13.- La doglianza è fondata nei termini che vengono di seguito chiariti.

Una volta accertato (v. pag. 12 della sentenza n. 3409 del 2015) il controcredito vantato dalla signora C. nei confronti dell’ex coniuge derivante dallo scioglimento della comunione legale, indicato nell’importo di Euro 167034,08, e riconosciuto conseguentemente che l’accertata entità di detto controcredito riduceva “per pari importo l’entità del conguaglio dovuto a S.D. nel maggior importo di Euro 223500,00” (v. ancora pag. 12), la Corte di merito, nel respingere l’appello incidentale della stessa C. volto ad ottenere che la sentenza venisse trascritta senza ipoteca legale, si è limitata a considerare che l’attuale ricorrente non aveva eccepito la compensazione del credito del S. nei suoi confronti con il suo credito verso l’ex coniuge a titolo di credito alimentare (per oltre Euro 200000,00), accertato in sede penale, mentre ha trascurato ogni riferimento, ai fini della valutazione della richiesta della C., al ricordato controcredito da lei vantato per effetto dello scioglimento della comunione.
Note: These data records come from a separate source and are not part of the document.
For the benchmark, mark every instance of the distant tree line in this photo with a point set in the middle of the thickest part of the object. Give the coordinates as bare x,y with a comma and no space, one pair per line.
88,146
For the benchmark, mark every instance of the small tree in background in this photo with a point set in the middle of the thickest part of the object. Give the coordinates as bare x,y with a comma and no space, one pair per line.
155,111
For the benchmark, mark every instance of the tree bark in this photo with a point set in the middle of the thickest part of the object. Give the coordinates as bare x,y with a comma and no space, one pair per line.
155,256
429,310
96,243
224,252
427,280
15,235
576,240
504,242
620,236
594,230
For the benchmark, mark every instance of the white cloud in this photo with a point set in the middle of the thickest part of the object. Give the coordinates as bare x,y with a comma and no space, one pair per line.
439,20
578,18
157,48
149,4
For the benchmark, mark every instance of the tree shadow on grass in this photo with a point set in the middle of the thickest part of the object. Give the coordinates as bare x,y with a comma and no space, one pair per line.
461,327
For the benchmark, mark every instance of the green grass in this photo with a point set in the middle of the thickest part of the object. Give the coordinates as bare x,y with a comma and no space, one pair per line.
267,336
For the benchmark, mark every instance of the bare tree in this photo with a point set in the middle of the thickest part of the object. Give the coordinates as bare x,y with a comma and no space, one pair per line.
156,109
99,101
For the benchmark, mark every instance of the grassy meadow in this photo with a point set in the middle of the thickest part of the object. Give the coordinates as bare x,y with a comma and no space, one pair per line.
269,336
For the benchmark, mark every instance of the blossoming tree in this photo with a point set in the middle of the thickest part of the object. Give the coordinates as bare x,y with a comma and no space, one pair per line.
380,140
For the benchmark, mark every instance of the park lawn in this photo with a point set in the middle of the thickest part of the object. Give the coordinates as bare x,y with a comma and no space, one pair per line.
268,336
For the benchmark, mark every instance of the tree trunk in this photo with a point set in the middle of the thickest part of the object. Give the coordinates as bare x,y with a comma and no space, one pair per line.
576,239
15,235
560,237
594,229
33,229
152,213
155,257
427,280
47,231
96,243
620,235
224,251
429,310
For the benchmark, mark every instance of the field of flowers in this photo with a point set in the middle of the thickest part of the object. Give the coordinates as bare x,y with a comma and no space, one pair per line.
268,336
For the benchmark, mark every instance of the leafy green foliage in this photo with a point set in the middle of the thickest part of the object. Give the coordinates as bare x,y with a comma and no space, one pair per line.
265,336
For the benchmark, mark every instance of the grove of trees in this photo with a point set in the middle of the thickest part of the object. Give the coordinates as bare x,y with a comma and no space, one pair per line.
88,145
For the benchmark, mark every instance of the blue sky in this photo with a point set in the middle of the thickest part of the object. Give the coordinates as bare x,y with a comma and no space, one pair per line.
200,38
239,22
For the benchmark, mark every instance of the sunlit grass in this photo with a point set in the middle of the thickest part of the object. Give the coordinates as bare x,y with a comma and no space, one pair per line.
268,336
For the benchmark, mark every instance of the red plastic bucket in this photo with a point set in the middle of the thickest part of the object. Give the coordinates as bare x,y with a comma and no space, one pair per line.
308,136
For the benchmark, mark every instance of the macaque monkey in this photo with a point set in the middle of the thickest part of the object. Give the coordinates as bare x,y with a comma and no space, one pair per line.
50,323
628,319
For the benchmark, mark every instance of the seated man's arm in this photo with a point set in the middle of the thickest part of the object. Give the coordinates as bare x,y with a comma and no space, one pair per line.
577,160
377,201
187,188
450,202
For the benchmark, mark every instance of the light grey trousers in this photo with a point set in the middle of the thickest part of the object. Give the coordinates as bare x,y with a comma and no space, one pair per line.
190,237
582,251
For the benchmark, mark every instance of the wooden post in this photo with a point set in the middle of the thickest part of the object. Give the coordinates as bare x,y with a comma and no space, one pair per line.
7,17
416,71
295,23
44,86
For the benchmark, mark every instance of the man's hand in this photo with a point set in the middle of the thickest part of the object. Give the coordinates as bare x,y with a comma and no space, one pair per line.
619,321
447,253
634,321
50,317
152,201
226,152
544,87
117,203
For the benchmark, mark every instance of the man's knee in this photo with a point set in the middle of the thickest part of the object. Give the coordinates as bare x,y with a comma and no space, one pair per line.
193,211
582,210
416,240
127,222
In tale omissione è configurabile la violazione dell’art. 112 c.p.c., tanto più evidente in quanto la Corte aveva già affermato come dianzi chiarito – che lo stesso controcredito riduceva il conguaglio dovuto dalla C., senza poi trarre da tale affermazione la ineludibile conclusione che anche l’iscrizione della ipoteca legale di cui all’art. 2834 c.c., sarebbe dovuta avvenire nella misura della entità residua del debito della ricorrente, a nulla rilevando in contrario la circostanza che la richiesta della stessa, fondata sulla ritenuta estinzione totale del suo debito – asseritamente di entità inferiore (Euro 111750,00) rispetto a quella accertata dal giudice di secondo grado (Euro 223.500,00) – per effetto della compensazione con il credito vantato (per Euro 167034,08), fosse volta alla esclusione completa della iscrizione.

14.- In definitiva, devono essere rigettati il ricorso per revocazione della signora C. (R.G. 4287/17) ed il ricorso principale del sig. S. (R.G. 5527/16), mentre deve accogliersi il ricorso incidentale della signora C.. La sentenza impugnata va cassata in relazione all’accoglimento del ricorso incidentale, e la causa rinviata ad altra sezione della Corte d’appello di Milano – cui è demandato anche il regolamento delle spese del presente giudizio – che la riesaminerà tenendo conto dei rilievi di cui sub 13.

Ai sensi del D.P.R. n. 115 del 2002, art. 13, comma 1 quater, inserito dalla L. n. 228 del 2012, art. 1, comma 17, si dà atto della sussistenza dei presupposti per il versamento, da parte della ricorrente per revocazione e del ricorrente principale, del contributo unificato pari a quello previsto per il ricorso a norma dello stesso art. 13, comma 1-bis, dovuto.

P.Q.M.

La Corte, riuniti i giudizi, accoglie il ricorso incidentale della signora C., rigetta il ricorso per revocazione della stessa ed il ricorso principale del sig. S.. Cassa la sentenza impugnata in relazione all’accoglimento del ricorso incidentale e rinvia, anche per le spese del presente giudizio, ad altra sezione della Corte d’appello di Milano.

Ai sensi del D.P.R. n. 115 del 2002, art. 13, comma 1 quater, inserito dalla L. n. 228 del 2012, art. 1, comma 17, dichiara la sussistenza dei presupposti per il versamento, da parte della ricorrente per revocazione e del ricorrente principale, del contributo unificato pari a quello previsto per il ricorso a norma dello stesso art. 13, comma 1-bis, se dovuto.

Così deciso in Roma, nella Camera di consiglio della Sezione Seconda Civile, il 9 luglio 2019.